Even Without Shaquille O’Neal, Stopping Cavaliers’ Big Men is Tall Task For Celtics


April 4, 2010

Even Without Shaquille O'Neal, Stopping Cavaliers' Big Men is Tall Task For Celtics Whenever the Celtics and Cavaliers get together, it tends to be small forwards that grab all the headlines.

When you've got LeBron James and Paul Pierce on the same floor, the fireworks are guaranteed to go off. It's a league MVP against an NBA Finals MVP in a battle of two great team leaders, and the last one to score has a mighty good shot at winning the ballgame. The King versus The Truth — can't do much better than that.

But sometimes the bigger story is the guys who are … well, bigger.

The Cavaliers have had an incredible revolving door of big men set in motion this season.

They traded for Shaquille O'Neal this past summer, only to see him go down with a torn thumb ligament and miss a significant chunk of the season. They relied a lot upon Anderson Varejao, but he's been on the shelf recently with a sore hamstring. They gave a big promotion this season to J.J. Hickson, a 21-year-old kid out of N.C. State with a post game and a dream.

Leon Powe battled back from ACL and knee injuries to finally make his Cavs debut in Boston on Feb. 25. Cleveland picked up Antawn Jamison at the trading deadline in mid-February. They traded Zydrunas Ilgauskas to the Wizards in February, watched him get bought out, and quickly welcomed him back into the fold.

Through all of these changes to the Cavs' big man corps, it's been Shaq who's garnered the most media attention with his absence. When you're an MVP and a 15-time All-Star, that tends to happen. But the spotlight's been on Shaq for another reason, too: His presence changes the identity of the Cavaliers unlike anyone else on the roster, save for of course LeBron.

Look at the Cavs' big men and ask yourself — which of these is not like the other? On a team loaded with athletic, energetic, quick big men, Shaq is the one exception. He's old, slow and muscular. He's not there to be an "energy guy" in the Varejao mold — he's there to be big and tough, muscling up against other Eastern Conference bigs like Dwight Howard.

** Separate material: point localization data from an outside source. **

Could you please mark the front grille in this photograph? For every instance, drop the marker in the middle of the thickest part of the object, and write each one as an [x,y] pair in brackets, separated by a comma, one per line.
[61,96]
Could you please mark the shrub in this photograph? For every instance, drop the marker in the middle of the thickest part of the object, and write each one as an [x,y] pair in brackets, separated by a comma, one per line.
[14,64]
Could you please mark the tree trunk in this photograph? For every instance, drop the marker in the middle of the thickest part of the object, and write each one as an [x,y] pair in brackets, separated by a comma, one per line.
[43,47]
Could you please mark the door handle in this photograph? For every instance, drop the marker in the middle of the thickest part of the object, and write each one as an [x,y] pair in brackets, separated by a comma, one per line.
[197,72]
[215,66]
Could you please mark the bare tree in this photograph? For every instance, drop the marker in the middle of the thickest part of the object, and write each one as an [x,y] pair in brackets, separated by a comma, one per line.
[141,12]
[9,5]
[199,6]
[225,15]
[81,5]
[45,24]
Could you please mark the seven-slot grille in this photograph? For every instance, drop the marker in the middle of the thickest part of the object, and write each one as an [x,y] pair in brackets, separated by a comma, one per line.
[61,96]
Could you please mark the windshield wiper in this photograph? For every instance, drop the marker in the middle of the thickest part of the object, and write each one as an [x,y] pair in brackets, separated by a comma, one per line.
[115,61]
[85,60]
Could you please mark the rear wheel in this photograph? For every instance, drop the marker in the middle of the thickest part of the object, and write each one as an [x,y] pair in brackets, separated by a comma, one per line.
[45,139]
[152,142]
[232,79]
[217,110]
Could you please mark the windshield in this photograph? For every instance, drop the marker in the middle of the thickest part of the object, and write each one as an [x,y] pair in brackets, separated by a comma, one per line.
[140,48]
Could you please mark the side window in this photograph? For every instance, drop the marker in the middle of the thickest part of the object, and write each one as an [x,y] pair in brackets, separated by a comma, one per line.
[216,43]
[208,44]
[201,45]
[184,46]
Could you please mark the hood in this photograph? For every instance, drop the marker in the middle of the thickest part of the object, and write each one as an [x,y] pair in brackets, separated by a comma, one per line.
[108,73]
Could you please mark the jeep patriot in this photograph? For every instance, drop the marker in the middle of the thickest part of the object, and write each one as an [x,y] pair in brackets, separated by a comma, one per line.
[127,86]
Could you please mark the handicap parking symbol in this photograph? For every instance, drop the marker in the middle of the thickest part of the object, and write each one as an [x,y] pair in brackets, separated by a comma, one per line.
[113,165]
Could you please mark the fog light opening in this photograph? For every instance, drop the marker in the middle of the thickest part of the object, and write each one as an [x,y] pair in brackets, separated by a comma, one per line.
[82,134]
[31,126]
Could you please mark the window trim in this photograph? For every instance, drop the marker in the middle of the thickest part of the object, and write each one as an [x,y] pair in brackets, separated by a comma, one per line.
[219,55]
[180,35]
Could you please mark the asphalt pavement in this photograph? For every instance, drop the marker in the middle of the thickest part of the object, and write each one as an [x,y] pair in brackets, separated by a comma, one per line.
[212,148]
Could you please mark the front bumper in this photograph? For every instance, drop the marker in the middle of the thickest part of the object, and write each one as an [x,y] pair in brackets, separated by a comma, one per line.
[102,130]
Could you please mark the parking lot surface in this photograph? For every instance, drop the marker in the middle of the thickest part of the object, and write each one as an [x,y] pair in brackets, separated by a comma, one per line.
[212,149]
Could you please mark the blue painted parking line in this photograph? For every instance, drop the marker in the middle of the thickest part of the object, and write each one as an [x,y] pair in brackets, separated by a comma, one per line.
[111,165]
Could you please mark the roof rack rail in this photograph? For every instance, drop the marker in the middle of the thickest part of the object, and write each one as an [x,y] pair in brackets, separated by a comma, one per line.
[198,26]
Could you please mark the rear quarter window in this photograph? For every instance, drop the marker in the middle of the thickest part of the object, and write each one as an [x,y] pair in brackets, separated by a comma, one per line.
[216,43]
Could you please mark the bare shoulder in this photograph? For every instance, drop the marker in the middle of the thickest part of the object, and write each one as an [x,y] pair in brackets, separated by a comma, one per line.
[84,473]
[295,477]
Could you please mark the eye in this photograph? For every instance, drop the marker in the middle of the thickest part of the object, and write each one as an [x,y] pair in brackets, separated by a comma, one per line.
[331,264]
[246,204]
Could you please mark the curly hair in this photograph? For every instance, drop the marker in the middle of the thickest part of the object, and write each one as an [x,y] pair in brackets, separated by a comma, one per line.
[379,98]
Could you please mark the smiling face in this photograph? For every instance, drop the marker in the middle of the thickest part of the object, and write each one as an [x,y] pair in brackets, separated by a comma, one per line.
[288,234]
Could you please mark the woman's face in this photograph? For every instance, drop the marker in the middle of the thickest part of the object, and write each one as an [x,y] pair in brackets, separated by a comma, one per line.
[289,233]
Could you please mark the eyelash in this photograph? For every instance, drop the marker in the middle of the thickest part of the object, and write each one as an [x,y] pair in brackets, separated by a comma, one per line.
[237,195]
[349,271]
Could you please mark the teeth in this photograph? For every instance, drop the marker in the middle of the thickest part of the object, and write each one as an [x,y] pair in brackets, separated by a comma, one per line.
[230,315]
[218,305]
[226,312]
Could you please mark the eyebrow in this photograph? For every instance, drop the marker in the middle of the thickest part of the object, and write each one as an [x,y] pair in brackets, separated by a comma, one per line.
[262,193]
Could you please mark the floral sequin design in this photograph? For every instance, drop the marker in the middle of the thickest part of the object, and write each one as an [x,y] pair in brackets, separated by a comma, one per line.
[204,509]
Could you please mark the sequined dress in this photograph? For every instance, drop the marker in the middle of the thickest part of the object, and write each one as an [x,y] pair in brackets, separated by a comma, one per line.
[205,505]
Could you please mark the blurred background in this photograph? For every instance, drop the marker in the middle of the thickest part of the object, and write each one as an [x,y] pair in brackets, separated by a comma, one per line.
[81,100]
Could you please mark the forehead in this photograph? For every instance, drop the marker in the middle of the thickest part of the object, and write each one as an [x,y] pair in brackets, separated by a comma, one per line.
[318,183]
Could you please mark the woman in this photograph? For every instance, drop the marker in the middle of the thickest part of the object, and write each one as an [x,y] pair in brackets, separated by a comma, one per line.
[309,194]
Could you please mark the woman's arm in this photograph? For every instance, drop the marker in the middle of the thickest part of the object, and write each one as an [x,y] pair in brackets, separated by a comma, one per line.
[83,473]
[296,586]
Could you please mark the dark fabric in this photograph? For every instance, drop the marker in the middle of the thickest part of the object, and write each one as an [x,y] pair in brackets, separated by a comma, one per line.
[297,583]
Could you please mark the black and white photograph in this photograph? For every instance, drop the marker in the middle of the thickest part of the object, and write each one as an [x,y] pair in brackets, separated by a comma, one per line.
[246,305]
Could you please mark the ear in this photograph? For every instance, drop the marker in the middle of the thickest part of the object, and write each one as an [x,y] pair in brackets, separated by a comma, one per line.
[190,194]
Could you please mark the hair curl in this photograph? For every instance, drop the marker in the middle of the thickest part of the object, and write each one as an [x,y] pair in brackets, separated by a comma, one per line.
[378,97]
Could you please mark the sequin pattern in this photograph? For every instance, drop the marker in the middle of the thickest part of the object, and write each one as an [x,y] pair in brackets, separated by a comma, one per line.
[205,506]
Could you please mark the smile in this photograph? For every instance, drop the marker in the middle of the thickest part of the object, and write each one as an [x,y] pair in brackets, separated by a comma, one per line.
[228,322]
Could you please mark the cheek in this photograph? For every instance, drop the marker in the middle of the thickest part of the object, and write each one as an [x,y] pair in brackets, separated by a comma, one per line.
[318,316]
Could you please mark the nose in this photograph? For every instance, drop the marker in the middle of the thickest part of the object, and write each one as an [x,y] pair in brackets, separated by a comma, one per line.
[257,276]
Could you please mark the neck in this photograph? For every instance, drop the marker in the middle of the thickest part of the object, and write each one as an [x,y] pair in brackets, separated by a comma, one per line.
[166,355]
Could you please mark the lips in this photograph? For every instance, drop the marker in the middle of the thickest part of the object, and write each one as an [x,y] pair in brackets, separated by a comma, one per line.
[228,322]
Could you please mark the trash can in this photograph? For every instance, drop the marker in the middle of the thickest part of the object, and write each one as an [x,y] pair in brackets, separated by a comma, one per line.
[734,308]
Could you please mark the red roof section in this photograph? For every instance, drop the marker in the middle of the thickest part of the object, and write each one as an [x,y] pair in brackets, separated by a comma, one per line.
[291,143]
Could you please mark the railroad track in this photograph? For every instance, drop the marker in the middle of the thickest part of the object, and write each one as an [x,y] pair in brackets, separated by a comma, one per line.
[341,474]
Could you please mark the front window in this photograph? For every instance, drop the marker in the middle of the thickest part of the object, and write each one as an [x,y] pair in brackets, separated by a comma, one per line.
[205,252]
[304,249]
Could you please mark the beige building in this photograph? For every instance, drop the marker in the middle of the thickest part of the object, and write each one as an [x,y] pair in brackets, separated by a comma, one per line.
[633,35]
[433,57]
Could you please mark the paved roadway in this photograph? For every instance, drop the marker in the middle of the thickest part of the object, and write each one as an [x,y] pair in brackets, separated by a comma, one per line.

But against the league at large, the Shaq attack has come out flat. Consider this stat: With the Big Aristotle on the floor, the Cavaliers are 40-13, a .755 winning percentage. Without him, they're 20-3, or .870.

Without Shaquille O'Neal, the Cavs would be on pace to be a 71-win team, one of the best ever to play the game. With him, they're… well, mortal.

Kendrick Perkins wasn't kidding when he said a couple of weeks back that the Cavs were better without O'Neal. And Doc Rivers, when he addressed the media on Saturday afternoon, gave all the credit in the world to the rest of the Cavs' bigs.

"Varejao, Hickson, and Leon Powe, and now Ilgauskas, in my opinion, they've been the difference in the games that they've won and we've won," the Celtics said. "In the first game, [Rasheed Wallace, Perkins and Kevin Garnett] dominated that game with their size, their strength. The second two that they've won, they've beat us on their energy. Varejao has been a superstar in their two wins. He's dominated the games with his effort, with his quickness. Hickson has played well. Leon, in the little time he played, Leon hurt us. So yeah, it comes down to that."

Shaq will be out once again when the Cavs take the floor in Boston on Sunday afternoon. Varejao, still resting that hamstring, is likely out as well. Cleveland coach Mike Brown will do battle with a duo up front of Jamison and Hickson — a pair that's a bit undersized, but plays with all the energy in the world.

The Celtics know how to combat that energy.

"With muscle," Rivers said. "With power. With guys putting bodies on each other. It's tough for a quick guy to move when a 300-pound guy's leaning on him."

Six weeks ago, the Cavs had a 300-pound guy of their own in O'Neal. But this time, not so much. The Cavs are a different team without the big man inside, and the Celtics had better be ready.